Monopolies and trusts have always been a part of American history and business, but never so much as in late 19th and early 20th century. The situation has gotten so bad that 40 percent of industrial capital in the country was controlled by 100 largest corporations. Some sectors were even worse than that. For instance, American Sugar Refining Company had 98% of American market under its thumb. This was something Teddy Roosevelt meant to exterminate.
Although trust busting is mostly accredited to him, in truth, there were anti-trust laws in place long before Roosevelt became the President. The most notable was Sherman Antitrust Act, passed in 1890, but rarely used. Another piece of legislation President Roosevelt planned to utilize in his fight against trusts was Interstate Commerce Act of 1887, aimed at preventing monopolies in railroads, but failing in its goal. Railroads were the first targets of Roosevelt’s administration. In 1901 a lawsuit was filed against Northern Securities Company, a holding corporation owned by J.P. Morgan, James J. Hill, and E.H. Harriman. This was the start of a long-lasting hostility between Morgan and Roosevelt. Immediately after, Beef Trust was also subjected to a lawsuit. Parallel with this case, Roosevelt also created various bodies within the government which made it possible to better bust trusts. Some of these new institutions include Bureau of Corporations, Department of Commerce and Labor, and Antitrust Division within the Department of Justice.

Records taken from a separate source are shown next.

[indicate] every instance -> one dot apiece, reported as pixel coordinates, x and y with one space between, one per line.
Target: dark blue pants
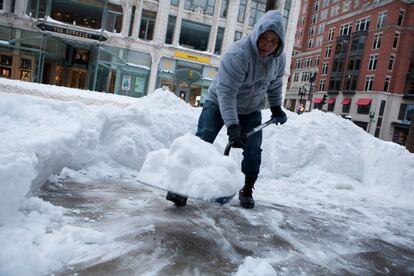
211 122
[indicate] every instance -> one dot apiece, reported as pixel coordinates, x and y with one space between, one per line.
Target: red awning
364 101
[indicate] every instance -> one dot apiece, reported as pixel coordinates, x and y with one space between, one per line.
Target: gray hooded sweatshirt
244 77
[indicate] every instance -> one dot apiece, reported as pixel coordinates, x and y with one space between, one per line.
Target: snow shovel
226 199
250 133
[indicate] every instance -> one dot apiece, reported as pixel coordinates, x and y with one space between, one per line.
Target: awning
364 101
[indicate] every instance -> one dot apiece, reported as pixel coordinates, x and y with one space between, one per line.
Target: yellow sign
193 57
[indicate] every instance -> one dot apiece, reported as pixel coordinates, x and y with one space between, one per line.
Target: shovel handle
250 133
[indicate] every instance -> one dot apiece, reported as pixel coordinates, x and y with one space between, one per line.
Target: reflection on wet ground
209 239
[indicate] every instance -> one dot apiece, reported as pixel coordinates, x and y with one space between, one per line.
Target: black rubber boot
246 194
178 200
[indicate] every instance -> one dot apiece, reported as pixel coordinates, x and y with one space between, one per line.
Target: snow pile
192 167
319 141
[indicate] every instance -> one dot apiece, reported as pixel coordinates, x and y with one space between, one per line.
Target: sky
52 134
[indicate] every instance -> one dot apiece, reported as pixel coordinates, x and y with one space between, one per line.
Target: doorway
78 78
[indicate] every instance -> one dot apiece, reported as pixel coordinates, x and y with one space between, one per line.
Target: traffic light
324 99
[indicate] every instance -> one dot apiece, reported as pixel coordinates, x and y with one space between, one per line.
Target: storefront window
206 6
37 8
194 35
86 13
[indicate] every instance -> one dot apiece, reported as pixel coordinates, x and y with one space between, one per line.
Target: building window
328 51
369 81
322 85
321 28
345 29
314 19
358 43
354 64
194 35
346 6
396 39
319 41
146 30
324 68
206 6
379 120
310 43
170 29
242 11
224 8
219 41
317 59
324 15
315 6
362 24
331 34
334 11
296 77
364 108
298 64
391 62
114 18
258 8
376 44
387 83
237 35
401 17
381 19
372 65
346 106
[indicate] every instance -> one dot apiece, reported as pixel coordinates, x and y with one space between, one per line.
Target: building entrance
189 85
77 78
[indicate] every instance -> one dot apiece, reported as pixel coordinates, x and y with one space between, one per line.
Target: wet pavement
209 239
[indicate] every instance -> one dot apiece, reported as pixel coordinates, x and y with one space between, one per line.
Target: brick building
359 56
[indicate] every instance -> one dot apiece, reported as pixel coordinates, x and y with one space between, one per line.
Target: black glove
236 137
278 115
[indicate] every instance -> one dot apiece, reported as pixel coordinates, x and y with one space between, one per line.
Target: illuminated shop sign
192 57
44 26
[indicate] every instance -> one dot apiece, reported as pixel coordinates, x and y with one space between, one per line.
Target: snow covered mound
192 167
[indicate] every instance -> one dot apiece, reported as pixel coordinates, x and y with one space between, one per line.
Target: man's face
267 43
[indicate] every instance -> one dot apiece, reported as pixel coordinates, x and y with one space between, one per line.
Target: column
161 22
126 19
155 61
178 22
137 21
290 40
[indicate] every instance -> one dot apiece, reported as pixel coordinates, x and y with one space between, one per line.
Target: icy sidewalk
279 237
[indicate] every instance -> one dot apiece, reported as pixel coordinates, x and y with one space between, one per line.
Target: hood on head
270 21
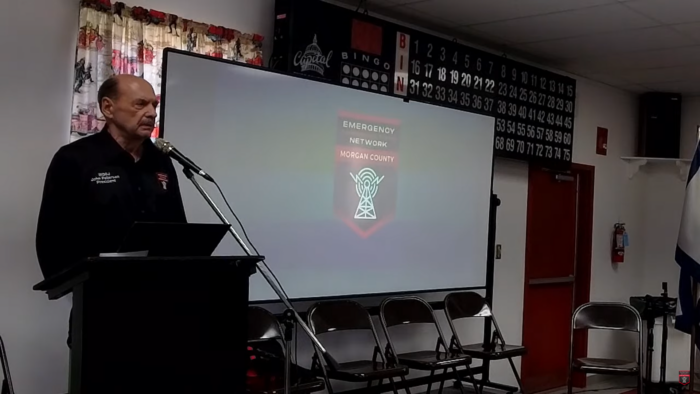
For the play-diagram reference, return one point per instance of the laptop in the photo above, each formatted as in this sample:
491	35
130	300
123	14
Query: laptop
173	239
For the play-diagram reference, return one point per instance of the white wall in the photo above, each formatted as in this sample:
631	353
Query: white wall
662	201
35	115
35	75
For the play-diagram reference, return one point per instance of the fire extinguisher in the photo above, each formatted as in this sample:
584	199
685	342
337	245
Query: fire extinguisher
619	243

By 1904, both Northern Securities Company and the Beef Trust were dissolved by the orders of the courts. Roosevelt’s firm stance on trust busting helped him secure his second term in the White House and this time he went even harder against “bad trust,” which in his opinion only served their owners and not the public at large. Answering to the public requests for more regulation on railroad rebates, Roosevelt increased the powers of the Interstate Commerce Commission. In 1906, he managed to push through Hepburn Act, which further regulated railroads, despite the strong opposition in Senate by conservative senators, backed by business interests.
After railroads, Roosevelt turned to the food industry. Breaking up the Beef Trust was just a first step. The Meat Inspection Act and Pure Food and Drug Act, both passed in 1906, introduced food labeling and sanitary inspections in the food industry.
Not all trust busting activities were successful, though. Roosevelt efforts to strengthen Sherman Act and establish National Bureau of Insurance to reduce insurance frauds and regulate the market failed in Congress. He did manage to initiate a lawsuit against Standard Oil in 1906, which led to company’s dissolution five years later.